Re: io_uring failure on parisc with VIPT caches

public inbox for [email protected]
 help / color / mirror / Atom feed

From: Helge Deller <[email protected]>
To: Jens Axboe <[email protected]>,
	John David Anglin <[email protected]>,
	[email protected], [email protected],
	James Bottomley <[email protected]>
Subject: Re: io_uring failure on parisc with VIPT caches
Date: Wed, 15 Feb 2023 16:52:06 +0100	[thread overview]
Message-ID: <[email protected]> (raw)
In-Reply-To: <[email protected]>

On 2/15/23 16:16, Jens Axboe wrote:
> On 2/14/23 7:12?PM, John David Anglin wrote:
>> On 2023-02-14 6:29 p.m., Jens Axboe wrote:
>>> On 2/14/23 4:09?PM, Helge Deller wrote:
>>>> * John David Anglin<[email protected]>:
>>>>> On 2023-02-13 5:05 p.m., Helge Deller wrote:
>>>>>> On 2/13/23 22:05, Jens Axboe wrote:
>>>>>>> On 2/13/23 1:59?PM, Helge Deller wrote:
>>>>>>>>> Yep sounds like it. What's the caching architecture of parisc?
>>>>>>>> parisc is Virtually Indexed, Physically Tagged (VIPT).
>>>>>>> That's what I assumed, so virtual aliasing is what we're dealing with
>>>>>>> here.
>>>>>>>
>>>>>>>> Thanks for the patch!
>>>>>>>> Sadly it doesn't fix the problem, as the kernel still sees
>>>>>>>> ctx->rings->sq.tail as being 0.
>>>>>>>> Interestingly it worked once (not reproduceable) directly after bootup,
>>>>>>>> which indicates that we at least look at the right address from kernel side.
>>>>>>>>
>>>>>>>> So, still needs more debugging/testing.
>>>>>>> It's not like this is untested stuff, so yeah it'll generally be
>>>>>>> correct, it just seems that parisc is a bit odd in that the virtual
>>>>>>> aliasing occurs between the kernel and userspace addresses too. At least
>>>>>>> that's what it seems like.
>>>>>> True.
>>>>>>
>>>>>>> But I wonder if what needs flushing is the user side, not the kernel
>>>>>>> side? Either that, or my patch is not flushing the right thing on the
>>>>>>> kernel side.
>>>> The patch below seems to fix the issue.
>>>>
>>>> I've successfuly tested it with the io_uring-test testcase on
>>>> physical parisc machines with 32- and 64-bit 6.1.11 kernels.
>>>>
>>>> The idea is similiar on how a file is mmapped shared by two
>>>> userspace processes by keeping the lower bits of the virtual address
>>>> the same.
>>>>
>>>> Cache flushes from userspace don't seem to be needed.
>>> Are they from the kernel side, if the lower bits mean we end up
>>> with the same coloring? Because I think this is a bit of a big
>>> hammer, in terms of overhead for flushing. As an example, on arm64
>>> that is perfectly fine with the existing code, it's about a 20-25%
>>> performance hit.
>>
>> The io_uring-test testcase still works on rp3440 with the kernel
>> flushes removed.
>
> That's what I suspected, the important bit here is just aligning it for
> identical coloring. Can you confirm if the below works for you? Had to
> fiddle it a bit to get it to work without coloring.

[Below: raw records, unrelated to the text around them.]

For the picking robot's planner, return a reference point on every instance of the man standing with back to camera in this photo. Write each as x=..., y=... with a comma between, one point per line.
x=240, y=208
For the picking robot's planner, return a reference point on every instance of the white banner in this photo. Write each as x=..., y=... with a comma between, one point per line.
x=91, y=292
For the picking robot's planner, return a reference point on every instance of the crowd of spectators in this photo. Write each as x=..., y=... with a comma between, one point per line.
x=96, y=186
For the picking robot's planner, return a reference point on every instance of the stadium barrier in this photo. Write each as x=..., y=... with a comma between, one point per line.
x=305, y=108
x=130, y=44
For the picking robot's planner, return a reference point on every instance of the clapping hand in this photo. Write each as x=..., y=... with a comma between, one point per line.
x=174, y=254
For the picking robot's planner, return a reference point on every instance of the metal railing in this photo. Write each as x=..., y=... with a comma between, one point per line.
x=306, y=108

Yes, the patch works for me on 32- and 64-bit, even with PA8900 CPUs...

Is there maybe somewhere a more detailled testcase which I could try too?

Some nits below...

> diff --git a/io_uring/io_uring.c b/io_uring/io_uring.c
> index db623b3185c8..1d4562067949 100644
> --- a/io_uring/io_uring.c
> +++ b/io_uring/io_uring.c
> @@ -72,6 +72,7 @@
>   #include <linux/io_uring.h>
>   #include <linux/audit.h>
>   #include <linux/security.h>
> +#include <asm/shmparam.h>
>
>   #define CREATE_TRACE_POINTS
>   #include <trace/events/io_uring.h>
> @@ -3200,6 +3201,51 @@ static __cold int io_uring_mmap(struct file *file, struct vm_area_struct *vma)
>   	return remap_pfn_range(vma, vma->vm_start, pfn, sz, vma->vm_page_prot);
>   }
>
> +static unsigned long io_uring_mmu_get_unmapped_area(struct file *filp,
> +			unsigned long addr, unsigned long len,
> +			unsigned long pgoff, unsigned long flags)
> +{
> +	const unsigned long mmap_end = arch_get_mmap_end(addr, len, flags);
> +	struct vm_unmapped_area_info info;
> +	void *ptr;
> +
> +	ptr = io_uring_validate_mmap_request(filp, pgoff, len);
> +	if (IS_ERR(ptr))
> +		return -ENOMEM;
> +
> +	/* we do not support requesting a specific address */
> +	if (addr)
> +		return -EINVAL;

With this ^ we disallow users to provide a proposed address.
I think this is ok and I suggest to keep it that way.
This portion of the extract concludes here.